Еврейские народные сказки (Предания, былички, рассказы, анекдоты, собранные Е.С. Райзе) - Райзе Ефим Самойлович. Страница 25

Притянула Элю к себе, шепчет жарко слова любви и обещания. Тут Эля не устоял… Воля его была сломлена, предался он покорившей его женщине-ведьме.

Через час оба компаньона возвращались домой. Рувн был очень доволен совершенной сделкой: болтал, шутил, смеялся и не сразу заметил, что его компаньон и слова не проронит, сидит в печали, вперил глаза в одну точку и то ли слышит, то ли не слышит своего веселого спутника. Наконец заметил это Рувн, пристал к Эле, расскажи да расскажи, что случилось. Молчит Эля. Понял Рувн, что дело серьезно, стал еще настойчивее. В конце концов признался Эля приятелю:

— Рувн! Я должен признаться тебе в великом грехе, который совершил сегодня.

— Ты совершил грех? Полно тебе. Мы ведь сегодня почти не разлучались, — сказал Рувн.

— И, тем не менее, я успел совершить тяжкий грех, запрещенный седьмой заповедью — «не прелюбодействуй», — печально сказал Эля и рассказал компаньону обо всем, что случилось с ним, когда тот ушел нанимать подводу.

Рувн вначале не поверил, стал подтрунивать над приятелем и, только когда тот вынул из кармана деньги, составлявшие ровно половину того, что было уплачено помещице за купленный товар, убедился, что Эля говорит правду, но вместо того, чтобы сокрушаться о грехопадении компаньона, позавидовал ему.
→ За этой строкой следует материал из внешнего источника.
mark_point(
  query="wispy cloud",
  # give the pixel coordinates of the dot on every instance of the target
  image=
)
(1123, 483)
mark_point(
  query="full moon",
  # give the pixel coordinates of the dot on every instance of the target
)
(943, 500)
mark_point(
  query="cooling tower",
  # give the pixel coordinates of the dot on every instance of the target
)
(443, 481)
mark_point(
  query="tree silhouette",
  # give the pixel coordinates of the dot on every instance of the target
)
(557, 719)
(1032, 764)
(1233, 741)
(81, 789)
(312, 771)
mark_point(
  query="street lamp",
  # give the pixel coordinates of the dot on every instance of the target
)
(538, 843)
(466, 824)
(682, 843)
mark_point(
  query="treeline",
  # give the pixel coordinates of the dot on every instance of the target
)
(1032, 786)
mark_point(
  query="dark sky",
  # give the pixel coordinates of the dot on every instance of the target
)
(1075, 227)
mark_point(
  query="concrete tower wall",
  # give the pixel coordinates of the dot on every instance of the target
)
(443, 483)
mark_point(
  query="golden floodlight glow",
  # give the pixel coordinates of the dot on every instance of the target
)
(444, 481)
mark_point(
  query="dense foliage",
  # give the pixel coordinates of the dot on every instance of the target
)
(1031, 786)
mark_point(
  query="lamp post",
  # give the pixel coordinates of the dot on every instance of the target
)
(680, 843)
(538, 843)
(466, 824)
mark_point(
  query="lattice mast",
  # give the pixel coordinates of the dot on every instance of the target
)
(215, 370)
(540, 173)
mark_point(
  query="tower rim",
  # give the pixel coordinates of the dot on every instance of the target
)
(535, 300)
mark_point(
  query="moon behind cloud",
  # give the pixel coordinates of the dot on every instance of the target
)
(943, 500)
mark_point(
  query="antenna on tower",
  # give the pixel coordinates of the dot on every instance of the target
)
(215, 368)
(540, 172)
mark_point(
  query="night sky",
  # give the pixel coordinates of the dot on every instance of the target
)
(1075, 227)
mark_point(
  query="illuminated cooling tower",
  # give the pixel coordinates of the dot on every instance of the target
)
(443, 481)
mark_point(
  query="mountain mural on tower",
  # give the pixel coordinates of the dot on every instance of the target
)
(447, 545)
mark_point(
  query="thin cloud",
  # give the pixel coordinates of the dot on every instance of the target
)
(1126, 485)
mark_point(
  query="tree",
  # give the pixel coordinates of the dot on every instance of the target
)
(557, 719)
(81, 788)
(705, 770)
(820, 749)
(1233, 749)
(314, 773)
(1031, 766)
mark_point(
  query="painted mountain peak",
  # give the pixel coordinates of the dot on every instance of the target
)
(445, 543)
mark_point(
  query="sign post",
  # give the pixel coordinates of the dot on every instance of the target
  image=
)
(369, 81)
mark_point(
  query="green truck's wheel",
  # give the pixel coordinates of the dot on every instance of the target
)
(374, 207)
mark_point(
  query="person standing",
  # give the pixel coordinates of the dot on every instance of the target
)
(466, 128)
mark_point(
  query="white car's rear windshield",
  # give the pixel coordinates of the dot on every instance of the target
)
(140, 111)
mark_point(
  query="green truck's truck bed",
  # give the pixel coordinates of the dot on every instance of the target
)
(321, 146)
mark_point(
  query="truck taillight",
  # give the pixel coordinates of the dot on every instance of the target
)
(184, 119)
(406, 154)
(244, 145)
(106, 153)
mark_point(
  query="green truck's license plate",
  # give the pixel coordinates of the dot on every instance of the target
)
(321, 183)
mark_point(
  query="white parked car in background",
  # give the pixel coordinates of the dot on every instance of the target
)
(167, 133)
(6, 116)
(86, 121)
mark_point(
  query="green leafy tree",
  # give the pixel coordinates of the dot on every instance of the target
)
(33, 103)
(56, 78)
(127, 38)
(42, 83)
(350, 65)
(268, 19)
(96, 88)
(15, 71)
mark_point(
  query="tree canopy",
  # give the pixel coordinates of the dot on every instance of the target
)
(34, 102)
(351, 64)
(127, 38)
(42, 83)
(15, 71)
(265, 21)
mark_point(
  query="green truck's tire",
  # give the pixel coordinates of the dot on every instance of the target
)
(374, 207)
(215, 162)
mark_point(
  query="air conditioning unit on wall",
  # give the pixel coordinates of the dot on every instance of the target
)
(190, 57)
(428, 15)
Стал он смеяться над Элей, говорить, что был бы не прочь оказаться на его месте. Видя, что Эля по-прежнему мрачен, Рувн сказал ему так:

— Знаешь что? Я согласен взять твой грех на свою душу в обмен на деньги, которые тебе вернула помещица. Беру грех на себя со всеми последствиями!

— Согласен! — сказал Эля.

Он отдал Рувну деньги, и в знак утверждения сделки оба компаньона скрепили ее торжественным рукопожатием.

Через год Рувн умер. Вскоре Эле приснился покойный компаньон: говорит, что попал в ад за грех, совершенный Элей, требует расторжения сделки. Прошло два дня, и снова приснился Эле его компаньон, снова стал требовать расторжения сделки. После того Рувн стал тревожить своего бывшего компаньона каждую ночь. Пришлось Эле обратиться к раввину.

Раввин позвал двух даянов, собрались они в синагоге, где в углу соорудили занавеску для покойного, и суд приступил к разбору тяжбы живого и мертвого. Рассказал Эля, как все произошло, как Рувн уговорил его продать ему грех, как получил за это деньги. Тогда раввин обратился в сторону занавески и спросил:

— Ты, кто назывался когда-то Рувном! Подтверждаешь ли ты то, что говорит твой бывший компаньон? Если да, то что ты можешь к этому прибавить?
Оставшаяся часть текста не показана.